I mean do they fly commercial on their own airplanes like regular schmoes (I mean folks) like me do without warnings being sent to the flight crew that the big kahuna is on board so they better look sharp? Do they roll through their own drive-thru hungry for some dinner, have cable schedule a home repair that leaves them locked down at the casa for a nebulous 5 hour window on a weekday, or walk the aisle of their grocery store with a squiggly wheeled cart and then wait 10 minutes in the express lane for the lady with 17 items (in a 12 item limit line) to write a third party personal check from an international bank with only an expired library card as an ID to verify the purchase?

Do they? Do they? I swear, I doubt it.

Yet, they make those of us in the lower classes - like me - do it all the time.

So here's a proposal. I say we make every principal and every vice principal in America's public schools (grades 6-12) teach one class. That's right, let 'em teach one class.

They wanna know how the school is really operating under their leadership, let 'em have to walk a mile in a real teacher's moccasins!

Now obviously, this assumes that they could do it. I've had a host of principal's and VP's in my day and some of them seem like they surely could have stepped up and riffed cogently about direct objects and the such in a semi-intelligible manner. And then I've had others who seem like they'd have trouble unscrewing the dry erase marker cap.

Please don't ask which side outweighed the other, either. (But to be fair, those dry erase marker tops are trickier than they look.)

But really, could there be a better way to actually see what's going on at ground zero other than actually being at ground zero once a day? And none of this teach for a week nonsense. I am talking about taking responsibility for the education of 38 kids 1 time a day for 36 weeks. (Hey, they're asking me to do it 5 times a day next year.) Would the benefits of insight not greatly outweigh the problems of schedule for these folks? I men how can a person truly and effectively be an administrator if they have no idea what it feels like to be "administrated" by their own concoctions.

And really, would any school remain the same if this rule were introduced? Would NCLB not be entirely re-written if the folks doing the writing actually had to teach some real kids before, during and after they wrote and implemented this legislation? How would the national standards that are being written look if the people writing them actually had to teach each and every one of them to proficiency within the scope of one school year?

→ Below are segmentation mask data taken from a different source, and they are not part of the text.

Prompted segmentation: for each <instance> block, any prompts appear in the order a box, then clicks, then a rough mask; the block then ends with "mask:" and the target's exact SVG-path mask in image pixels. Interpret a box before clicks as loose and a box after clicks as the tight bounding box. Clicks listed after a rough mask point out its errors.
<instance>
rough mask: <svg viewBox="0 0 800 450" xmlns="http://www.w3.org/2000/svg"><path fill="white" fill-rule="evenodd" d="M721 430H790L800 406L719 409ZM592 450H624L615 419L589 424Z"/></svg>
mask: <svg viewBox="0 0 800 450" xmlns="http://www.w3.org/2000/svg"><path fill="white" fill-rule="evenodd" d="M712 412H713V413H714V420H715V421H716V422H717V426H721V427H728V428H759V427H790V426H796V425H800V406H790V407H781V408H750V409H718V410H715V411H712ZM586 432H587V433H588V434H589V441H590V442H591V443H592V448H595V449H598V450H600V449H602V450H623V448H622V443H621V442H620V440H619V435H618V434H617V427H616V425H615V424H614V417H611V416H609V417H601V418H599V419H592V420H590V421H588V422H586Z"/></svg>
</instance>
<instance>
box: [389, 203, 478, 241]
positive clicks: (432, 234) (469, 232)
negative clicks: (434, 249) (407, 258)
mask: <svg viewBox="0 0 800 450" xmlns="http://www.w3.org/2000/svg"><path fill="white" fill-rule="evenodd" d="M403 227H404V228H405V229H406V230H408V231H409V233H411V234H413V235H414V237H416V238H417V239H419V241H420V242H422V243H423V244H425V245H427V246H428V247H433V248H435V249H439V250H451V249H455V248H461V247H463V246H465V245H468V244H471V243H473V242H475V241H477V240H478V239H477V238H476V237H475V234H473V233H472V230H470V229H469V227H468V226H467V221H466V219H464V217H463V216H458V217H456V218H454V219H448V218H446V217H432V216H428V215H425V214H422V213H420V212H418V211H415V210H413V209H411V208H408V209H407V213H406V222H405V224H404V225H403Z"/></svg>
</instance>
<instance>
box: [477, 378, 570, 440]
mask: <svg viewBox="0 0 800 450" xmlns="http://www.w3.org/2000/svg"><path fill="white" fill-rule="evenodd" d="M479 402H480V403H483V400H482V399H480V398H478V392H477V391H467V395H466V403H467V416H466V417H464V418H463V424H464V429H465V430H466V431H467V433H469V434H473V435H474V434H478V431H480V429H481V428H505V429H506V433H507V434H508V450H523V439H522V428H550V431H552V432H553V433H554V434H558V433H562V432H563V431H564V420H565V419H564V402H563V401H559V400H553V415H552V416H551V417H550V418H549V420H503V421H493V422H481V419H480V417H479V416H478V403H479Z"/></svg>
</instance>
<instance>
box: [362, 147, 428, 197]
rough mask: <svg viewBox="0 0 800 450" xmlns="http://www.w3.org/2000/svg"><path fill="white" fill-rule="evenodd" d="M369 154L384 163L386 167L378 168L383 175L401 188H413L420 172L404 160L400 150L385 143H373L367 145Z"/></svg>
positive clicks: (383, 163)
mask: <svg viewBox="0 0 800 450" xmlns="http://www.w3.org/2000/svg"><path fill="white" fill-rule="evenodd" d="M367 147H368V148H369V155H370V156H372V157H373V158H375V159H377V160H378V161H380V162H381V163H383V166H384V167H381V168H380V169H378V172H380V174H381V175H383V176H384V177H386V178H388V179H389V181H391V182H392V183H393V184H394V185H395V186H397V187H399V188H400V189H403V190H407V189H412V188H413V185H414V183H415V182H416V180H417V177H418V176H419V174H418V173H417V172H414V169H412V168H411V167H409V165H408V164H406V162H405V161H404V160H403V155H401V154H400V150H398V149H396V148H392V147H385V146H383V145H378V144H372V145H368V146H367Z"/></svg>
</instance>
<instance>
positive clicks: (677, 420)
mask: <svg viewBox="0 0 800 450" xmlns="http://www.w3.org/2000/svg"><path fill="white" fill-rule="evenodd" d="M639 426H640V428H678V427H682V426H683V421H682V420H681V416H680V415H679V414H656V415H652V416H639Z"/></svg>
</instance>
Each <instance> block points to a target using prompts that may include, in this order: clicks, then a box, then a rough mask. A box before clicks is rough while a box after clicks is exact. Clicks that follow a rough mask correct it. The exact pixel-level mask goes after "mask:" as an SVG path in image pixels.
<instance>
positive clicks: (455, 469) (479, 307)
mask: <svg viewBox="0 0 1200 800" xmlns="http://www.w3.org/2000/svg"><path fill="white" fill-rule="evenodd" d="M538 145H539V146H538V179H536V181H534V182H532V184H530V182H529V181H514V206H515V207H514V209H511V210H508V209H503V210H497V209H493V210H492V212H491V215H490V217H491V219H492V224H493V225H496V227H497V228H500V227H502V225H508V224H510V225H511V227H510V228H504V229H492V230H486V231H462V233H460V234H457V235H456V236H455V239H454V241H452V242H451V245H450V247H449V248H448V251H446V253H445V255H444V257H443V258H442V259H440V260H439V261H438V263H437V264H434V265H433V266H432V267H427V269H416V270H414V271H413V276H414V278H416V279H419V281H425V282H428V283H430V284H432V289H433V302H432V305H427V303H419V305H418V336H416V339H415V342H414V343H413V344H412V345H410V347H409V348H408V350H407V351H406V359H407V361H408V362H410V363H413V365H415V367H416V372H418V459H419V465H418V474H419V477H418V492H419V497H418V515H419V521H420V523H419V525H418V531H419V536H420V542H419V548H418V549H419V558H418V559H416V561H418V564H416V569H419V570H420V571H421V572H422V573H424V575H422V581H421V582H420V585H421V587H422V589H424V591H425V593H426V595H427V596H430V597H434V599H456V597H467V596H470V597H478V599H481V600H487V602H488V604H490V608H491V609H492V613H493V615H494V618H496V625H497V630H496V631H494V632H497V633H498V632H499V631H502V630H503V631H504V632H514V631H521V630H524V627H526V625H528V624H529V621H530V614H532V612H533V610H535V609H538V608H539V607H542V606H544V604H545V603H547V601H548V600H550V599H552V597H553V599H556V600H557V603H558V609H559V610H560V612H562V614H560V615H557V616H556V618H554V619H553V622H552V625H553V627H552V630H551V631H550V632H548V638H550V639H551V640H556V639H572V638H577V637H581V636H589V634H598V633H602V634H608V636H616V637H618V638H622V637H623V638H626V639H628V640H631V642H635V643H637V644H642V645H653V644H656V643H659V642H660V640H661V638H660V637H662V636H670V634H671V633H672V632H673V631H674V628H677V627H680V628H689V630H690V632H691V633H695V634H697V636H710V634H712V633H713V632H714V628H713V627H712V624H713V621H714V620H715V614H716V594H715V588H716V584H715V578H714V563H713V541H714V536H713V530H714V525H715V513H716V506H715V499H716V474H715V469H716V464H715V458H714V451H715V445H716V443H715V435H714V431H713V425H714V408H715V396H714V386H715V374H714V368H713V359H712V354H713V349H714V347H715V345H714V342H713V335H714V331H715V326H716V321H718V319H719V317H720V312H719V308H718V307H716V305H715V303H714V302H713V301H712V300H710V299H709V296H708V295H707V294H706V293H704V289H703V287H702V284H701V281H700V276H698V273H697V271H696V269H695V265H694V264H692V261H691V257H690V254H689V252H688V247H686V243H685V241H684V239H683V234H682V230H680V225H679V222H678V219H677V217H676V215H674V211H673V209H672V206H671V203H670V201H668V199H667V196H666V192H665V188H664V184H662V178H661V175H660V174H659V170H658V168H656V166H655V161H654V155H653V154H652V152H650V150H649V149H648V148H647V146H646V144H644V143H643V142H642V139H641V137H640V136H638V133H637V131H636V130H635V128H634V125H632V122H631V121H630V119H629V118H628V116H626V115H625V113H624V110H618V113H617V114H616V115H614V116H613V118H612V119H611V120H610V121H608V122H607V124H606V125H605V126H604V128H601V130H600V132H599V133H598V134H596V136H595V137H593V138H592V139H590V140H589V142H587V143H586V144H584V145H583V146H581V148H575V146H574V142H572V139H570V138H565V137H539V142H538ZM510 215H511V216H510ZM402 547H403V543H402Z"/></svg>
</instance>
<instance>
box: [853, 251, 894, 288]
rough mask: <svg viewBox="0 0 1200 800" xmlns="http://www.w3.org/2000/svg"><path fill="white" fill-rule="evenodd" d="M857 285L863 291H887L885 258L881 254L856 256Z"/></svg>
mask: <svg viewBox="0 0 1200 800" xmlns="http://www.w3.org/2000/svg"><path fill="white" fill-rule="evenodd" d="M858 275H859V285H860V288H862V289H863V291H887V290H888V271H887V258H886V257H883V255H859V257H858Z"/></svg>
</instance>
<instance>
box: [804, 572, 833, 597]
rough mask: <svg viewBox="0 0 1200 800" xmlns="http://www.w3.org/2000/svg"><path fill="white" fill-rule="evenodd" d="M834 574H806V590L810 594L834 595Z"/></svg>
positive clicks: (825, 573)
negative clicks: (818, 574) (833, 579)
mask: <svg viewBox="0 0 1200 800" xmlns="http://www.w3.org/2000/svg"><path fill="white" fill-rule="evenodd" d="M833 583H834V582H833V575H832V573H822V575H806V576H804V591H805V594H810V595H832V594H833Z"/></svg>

And ya know what, let 'em teach the honor's classes, I don't care. Those kids'll drive a person bonkers just as easily as a a person working with the "below proficient" kids will. You can't sandbag here. Put your boots on the ground for one period a day and walk the daily walk. I have a feeling it would create revolutionary change for the better.

I know many of these people used to do it. But now that they no longer have to do it, they seem to have forgotten what it feels like to be asked to a buncha things that don't really seem all that intelligent/practical/feasible and so on to do.

I figure at best, the dictates from above would show some empathetic common sense for what's going on below. And at worst, we'd at least be provided with simpler-to-open dry erase marker tops.

Views: 28

Comment by Tamas Lorincz on August 12, 2009 at 2:06pm
Thanks. I loved this.
Confrontative a bit but that's what we should be a lot more. If we truly believe that what we are doing is in the best interest of our students, then we have the greatest remit: we can and should fight our battles knowing that w have the backing of generations we should (and can) represent.
Yes, people who don't understand what teaching implies should not make decisions about it and assess teachers' performance.
I love the spirit.
Thanks for sharing.
Tamas
Comment by Alan Sitomer on August 12, 2009 at 2:08pm
If only they'd take us up on this challenge, huh?